What is Rerank survival rate?
Rerank survival rate is the fraction of brand chunks in the inferred candidate set per priority sub-query that survive the rerank pass and appear in the cited synthesis surface across a rolling 4-week window. It is the headline metric of a rerank-optimization program and the chunk-level analog of citation share. Compute per sub-query (cited brand chunks divided by inferred candidate-set brand chunks) and average across the priority sub-query set. A rate above 25% is category-leading; 15–25% is competitive; below 15% is exposed. Mid-2026 cohort medians sit at roughly 12% on mid-market programs and 22% on category-leading programs. The rate is the single best predictor of citation share lift per editorial hour at constant retrieval coverage — chunks that retrieve and rerank actually appear in the answer; chunks that retrieve but fail rerank do not.
How it relates to AI UGC
Multimodal-active sub-queries carry a parallel visual rerank survival rate — image chunks scored on visual cross-encoder properties (ImageObject schema density, persona stability, image freshness, caption alignment, content-hash recency). Programs tracking the parallel rate identify visual rerank decay 5–7 weeks ahead of programs tracking text rerank alone. ppl.studio production cadence holds the visual rerank survival rate above the carousel threshold on persona-locked image sets.
Key statistics
- Mid-2026 rerank survival rate medians: 12% on mid-market programs, 22% on category-leading programs; rates above 25% are category-leading (survival-rate cohort, 2026).

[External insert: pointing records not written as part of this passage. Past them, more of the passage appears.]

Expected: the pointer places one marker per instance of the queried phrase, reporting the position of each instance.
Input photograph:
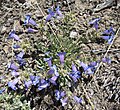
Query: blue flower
(29, 20)
(77, 99)
(108, 35)
(12, 35)
(50, 15)
(61, 56)
(12, 66)
(49, 61)
(95, 23)
(12, 84)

- Rerank survival rate and total citation share move together with a 4–8 week lag once chunk-level edits start shipping — the lag is the engine's re-embedding cycle for re-scored chunks (survival-lift lag audits, 2026).
- Programs that lift rerank survival from 12% to 22% on the priority sub-query set report total citation share lift of 1.8–2.6× at constant retrieval coverage — the lift isolates rerank optimization from retrieval optimization on the metric line (rerank-lift attribution, 2026).